State budgets are much improved since the end of the Great Recession,Image but they still face considerable challenges. Ten states are reporting that they will end FY 2012 with year-end balances of ten percent or more, an improvement over the years coming out of the 2008 financial crisis where many states were lucky to report that figure at 1% or above. Year end balances contain both general-fund and rainy-day fund amounts. If the early reports hold true, this will be the fourth consecutive year of year-end balance growth for many states.

“State budgets remain susceptible to any economic shocks. The uncertainty at the federal budget level and Medicaid spending are a concern,” said William Pound, executive director of NCSL. “The bottom line: State budgets still face considerable challenges.”

No states are expected to end FY2013 (the fiscal year that just began) with a deficit. For FY2012 only two states reported deficits – California and Washington. Data estimates that without the American Recovery and Reinvestment Act (ARRA) more commonly known as the stimulus, states would have taken a significantly larger budget hit seeing larger deficits than they originally saw during the height of the crisis and likely recovering much more slowly than they currently have.

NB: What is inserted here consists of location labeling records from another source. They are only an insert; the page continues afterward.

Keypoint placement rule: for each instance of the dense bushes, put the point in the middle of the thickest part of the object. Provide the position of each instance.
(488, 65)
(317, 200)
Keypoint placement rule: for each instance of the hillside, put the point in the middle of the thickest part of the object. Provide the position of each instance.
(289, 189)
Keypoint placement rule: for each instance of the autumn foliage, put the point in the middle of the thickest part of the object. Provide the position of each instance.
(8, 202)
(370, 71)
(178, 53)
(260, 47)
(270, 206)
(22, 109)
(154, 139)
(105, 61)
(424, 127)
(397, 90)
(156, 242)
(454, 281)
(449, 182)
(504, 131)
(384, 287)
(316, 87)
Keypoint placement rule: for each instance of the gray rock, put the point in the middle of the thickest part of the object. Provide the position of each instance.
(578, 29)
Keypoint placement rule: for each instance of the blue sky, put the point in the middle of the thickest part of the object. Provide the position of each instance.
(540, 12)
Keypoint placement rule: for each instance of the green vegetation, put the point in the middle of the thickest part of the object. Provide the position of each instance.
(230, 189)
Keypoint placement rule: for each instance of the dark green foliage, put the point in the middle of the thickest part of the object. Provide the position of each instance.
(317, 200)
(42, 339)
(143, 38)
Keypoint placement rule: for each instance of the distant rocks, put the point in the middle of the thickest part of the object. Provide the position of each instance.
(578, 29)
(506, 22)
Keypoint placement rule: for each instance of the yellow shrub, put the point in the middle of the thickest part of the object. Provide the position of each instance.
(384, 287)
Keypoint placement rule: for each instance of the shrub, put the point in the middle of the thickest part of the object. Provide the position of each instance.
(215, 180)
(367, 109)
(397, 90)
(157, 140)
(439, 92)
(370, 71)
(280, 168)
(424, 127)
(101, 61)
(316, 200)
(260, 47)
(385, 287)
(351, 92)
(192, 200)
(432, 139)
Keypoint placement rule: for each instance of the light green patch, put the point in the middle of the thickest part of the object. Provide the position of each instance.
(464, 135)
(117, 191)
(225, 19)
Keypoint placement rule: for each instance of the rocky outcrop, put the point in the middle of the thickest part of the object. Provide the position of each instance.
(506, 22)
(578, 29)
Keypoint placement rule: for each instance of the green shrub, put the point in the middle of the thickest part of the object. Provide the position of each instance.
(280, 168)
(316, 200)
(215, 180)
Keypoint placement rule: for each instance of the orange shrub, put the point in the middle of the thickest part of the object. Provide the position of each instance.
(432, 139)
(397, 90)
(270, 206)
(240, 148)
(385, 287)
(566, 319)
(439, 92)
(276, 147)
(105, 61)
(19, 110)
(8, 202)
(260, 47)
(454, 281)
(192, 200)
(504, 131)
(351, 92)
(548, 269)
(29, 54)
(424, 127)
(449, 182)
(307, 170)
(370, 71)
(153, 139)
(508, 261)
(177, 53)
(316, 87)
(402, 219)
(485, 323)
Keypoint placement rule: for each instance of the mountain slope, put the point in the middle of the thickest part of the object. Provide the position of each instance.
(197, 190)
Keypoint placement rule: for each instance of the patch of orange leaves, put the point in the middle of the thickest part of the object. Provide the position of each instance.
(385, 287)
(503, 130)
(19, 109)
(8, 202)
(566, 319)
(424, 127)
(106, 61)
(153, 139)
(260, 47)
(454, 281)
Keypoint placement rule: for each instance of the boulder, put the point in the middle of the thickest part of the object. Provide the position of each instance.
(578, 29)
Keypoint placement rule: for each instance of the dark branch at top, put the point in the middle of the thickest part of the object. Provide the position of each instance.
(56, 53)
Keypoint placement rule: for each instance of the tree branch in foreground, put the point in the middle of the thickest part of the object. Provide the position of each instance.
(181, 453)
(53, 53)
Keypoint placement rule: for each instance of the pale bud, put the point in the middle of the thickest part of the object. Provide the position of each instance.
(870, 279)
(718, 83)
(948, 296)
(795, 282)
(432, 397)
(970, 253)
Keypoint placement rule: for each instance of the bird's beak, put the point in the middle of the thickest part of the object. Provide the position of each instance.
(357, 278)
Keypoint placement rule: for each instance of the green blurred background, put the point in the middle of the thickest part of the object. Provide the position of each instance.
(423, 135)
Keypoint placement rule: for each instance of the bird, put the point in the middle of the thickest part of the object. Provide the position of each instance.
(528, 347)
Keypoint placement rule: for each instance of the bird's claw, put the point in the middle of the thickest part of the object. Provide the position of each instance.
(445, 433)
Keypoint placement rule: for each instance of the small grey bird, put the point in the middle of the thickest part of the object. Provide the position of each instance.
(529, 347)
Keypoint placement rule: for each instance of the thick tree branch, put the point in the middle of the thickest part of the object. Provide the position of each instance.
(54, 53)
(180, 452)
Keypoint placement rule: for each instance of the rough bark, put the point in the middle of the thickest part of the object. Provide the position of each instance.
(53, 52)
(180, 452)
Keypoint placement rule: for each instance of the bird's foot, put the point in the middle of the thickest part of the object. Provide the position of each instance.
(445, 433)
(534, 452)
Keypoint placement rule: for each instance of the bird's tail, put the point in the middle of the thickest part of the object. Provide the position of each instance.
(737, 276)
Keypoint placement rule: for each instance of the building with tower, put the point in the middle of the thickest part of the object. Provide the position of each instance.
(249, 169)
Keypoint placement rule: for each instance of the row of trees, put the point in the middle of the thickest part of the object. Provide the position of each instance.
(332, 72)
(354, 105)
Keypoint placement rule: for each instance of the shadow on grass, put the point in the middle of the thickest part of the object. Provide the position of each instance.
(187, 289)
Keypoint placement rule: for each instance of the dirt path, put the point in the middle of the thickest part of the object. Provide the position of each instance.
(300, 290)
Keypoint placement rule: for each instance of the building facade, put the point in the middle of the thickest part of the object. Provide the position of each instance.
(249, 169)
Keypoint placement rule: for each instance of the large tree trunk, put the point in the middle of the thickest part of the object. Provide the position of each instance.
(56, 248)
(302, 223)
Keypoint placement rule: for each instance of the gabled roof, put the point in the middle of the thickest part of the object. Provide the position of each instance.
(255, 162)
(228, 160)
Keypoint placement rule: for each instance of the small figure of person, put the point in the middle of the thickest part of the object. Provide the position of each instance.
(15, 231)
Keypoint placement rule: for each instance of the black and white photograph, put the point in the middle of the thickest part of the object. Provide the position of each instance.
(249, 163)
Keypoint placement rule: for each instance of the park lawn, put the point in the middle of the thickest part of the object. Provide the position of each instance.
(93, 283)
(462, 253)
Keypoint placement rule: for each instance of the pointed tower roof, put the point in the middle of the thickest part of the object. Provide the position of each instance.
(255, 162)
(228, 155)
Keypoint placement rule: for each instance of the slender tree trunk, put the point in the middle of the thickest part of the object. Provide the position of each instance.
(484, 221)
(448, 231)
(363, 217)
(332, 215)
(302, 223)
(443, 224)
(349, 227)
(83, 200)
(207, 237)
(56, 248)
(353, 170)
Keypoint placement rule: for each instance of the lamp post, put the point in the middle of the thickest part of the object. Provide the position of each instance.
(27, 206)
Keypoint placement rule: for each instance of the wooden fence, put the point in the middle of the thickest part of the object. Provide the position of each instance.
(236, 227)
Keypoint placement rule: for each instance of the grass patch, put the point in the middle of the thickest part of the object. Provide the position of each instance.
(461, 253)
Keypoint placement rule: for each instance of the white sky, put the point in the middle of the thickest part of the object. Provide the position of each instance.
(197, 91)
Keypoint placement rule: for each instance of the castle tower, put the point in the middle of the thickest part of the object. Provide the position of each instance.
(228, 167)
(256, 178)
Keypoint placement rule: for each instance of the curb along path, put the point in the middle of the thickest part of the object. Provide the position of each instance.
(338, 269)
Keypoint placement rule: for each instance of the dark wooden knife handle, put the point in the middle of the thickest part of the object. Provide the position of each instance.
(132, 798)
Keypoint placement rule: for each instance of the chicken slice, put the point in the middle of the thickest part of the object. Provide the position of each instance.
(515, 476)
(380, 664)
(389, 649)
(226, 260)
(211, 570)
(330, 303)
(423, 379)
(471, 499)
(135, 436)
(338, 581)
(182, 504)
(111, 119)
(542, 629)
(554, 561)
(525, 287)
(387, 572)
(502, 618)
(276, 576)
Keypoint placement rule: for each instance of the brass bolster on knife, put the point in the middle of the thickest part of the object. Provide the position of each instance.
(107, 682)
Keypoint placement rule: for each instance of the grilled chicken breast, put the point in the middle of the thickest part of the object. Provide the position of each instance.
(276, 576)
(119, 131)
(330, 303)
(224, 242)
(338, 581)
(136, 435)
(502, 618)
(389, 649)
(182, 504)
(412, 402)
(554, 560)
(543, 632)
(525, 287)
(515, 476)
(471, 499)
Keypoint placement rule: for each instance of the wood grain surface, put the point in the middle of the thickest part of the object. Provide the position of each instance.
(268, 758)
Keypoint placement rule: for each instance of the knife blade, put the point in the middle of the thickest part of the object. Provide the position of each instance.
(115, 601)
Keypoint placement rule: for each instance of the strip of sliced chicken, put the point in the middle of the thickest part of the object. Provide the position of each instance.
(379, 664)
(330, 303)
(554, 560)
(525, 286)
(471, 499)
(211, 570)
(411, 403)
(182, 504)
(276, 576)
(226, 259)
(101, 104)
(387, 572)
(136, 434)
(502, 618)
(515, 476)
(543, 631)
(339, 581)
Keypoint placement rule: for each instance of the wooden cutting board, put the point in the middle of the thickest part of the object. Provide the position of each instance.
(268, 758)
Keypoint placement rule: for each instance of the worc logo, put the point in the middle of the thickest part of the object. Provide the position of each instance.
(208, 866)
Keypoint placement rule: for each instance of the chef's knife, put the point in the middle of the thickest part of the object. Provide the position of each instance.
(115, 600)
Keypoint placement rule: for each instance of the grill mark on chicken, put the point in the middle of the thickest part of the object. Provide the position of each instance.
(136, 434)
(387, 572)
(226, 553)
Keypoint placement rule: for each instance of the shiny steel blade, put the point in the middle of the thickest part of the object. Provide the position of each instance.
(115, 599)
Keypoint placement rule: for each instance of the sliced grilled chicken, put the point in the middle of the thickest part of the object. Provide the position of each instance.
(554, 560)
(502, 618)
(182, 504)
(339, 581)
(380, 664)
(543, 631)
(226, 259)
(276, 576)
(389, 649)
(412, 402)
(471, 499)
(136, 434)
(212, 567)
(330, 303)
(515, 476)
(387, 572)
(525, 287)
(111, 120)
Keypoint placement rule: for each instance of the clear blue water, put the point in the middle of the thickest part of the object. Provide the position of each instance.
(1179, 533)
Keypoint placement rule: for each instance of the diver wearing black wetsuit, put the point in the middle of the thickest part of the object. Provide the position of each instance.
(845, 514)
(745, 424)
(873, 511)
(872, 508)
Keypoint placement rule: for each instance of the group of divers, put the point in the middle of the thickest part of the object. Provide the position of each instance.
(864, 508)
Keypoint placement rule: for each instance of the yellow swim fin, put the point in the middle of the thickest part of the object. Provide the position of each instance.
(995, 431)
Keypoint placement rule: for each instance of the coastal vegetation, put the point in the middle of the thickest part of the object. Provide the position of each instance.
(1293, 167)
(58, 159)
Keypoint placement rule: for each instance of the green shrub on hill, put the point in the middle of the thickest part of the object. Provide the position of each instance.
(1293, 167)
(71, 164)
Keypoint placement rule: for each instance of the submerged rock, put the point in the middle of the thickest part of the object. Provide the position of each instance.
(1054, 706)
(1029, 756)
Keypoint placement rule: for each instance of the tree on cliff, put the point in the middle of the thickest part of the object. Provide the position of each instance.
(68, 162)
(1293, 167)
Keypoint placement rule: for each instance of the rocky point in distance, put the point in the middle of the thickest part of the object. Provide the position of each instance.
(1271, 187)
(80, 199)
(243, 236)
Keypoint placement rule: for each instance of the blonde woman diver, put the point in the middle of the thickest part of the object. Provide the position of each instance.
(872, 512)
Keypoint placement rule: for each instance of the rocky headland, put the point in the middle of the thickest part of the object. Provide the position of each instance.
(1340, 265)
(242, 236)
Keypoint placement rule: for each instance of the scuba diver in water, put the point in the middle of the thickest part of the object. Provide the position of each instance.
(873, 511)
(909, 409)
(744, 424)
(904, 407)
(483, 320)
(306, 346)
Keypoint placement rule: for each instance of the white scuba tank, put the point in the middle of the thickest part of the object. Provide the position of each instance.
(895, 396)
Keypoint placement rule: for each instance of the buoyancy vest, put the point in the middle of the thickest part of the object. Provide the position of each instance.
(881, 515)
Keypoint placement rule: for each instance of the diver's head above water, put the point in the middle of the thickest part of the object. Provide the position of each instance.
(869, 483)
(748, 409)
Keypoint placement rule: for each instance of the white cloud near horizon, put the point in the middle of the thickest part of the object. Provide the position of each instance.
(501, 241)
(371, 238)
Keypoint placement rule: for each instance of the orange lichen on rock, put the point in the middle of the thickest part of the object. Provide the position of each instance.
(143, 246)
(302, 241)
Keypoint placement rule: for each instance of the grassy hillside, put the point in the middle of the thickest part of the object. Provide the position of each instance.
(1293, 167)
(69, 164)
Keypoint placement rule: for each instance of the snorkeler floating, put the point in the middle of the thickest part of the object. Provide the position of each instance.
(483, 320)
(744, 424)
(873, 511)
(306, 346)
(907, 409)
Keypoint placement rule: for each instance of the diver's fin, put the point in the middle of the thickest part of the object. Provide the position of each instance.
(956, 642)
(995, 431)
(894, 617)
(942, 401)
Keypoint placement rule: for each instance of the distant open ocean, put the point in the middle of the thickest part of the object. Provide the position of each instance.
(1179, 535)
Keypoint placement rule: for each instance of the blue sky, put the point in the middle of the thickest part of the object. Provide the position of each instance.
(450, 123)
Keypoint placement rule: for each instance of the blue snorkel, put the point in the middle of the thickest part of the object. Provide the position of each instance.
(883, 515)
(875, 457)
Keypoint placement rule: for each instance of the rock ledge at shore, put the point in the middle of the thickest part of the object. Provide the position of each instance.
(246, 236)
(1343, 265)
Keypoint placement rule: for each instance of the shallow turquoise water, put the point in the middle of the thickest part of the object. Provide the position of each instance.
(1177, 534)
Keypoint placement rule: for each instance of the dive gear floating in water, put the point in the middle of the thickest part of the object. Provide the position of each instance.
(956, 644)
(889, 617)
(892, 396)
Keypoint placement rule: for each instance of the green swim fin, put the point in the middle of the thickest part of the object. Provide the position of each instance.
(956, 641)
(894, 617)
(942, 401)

The recovery is also notable given the rise in spending states have had to contend with as the amount of post-stimulus federal funding dropped considerably and is not expected to return in any significant way. Despite that, a survey of state officials included in the report shows a generally stable to cautiously optimistic outlook for state budgets.

State pensions, Medicare costs and concerns over federal sequestration do however, weigh on state officials. Sequestration if allowed to go forward, or another federal budget deficit measure is likely to include even more cuts to state funding. Even so, states have yet to look at raising taxes ahead of such measures. Kansas, New York and Michigan reported significant income tax cuts adding potential weakness to those state’s financial situations.

The situation could change in November when California voters decide on three separate ballot measures. Two of them, including one initiated by Governor Jerry Brown, would result in large broad-based tax increases and up to $10 billion in new revenues,while the third would cut business taxes.

Other state increases were mostly on vice taxes to cigarettes, alcohol and miscellaneous items. The full report is available on the NCSL’s website and was released during their yearly legislative summit currently underway in Chicago, Illinois.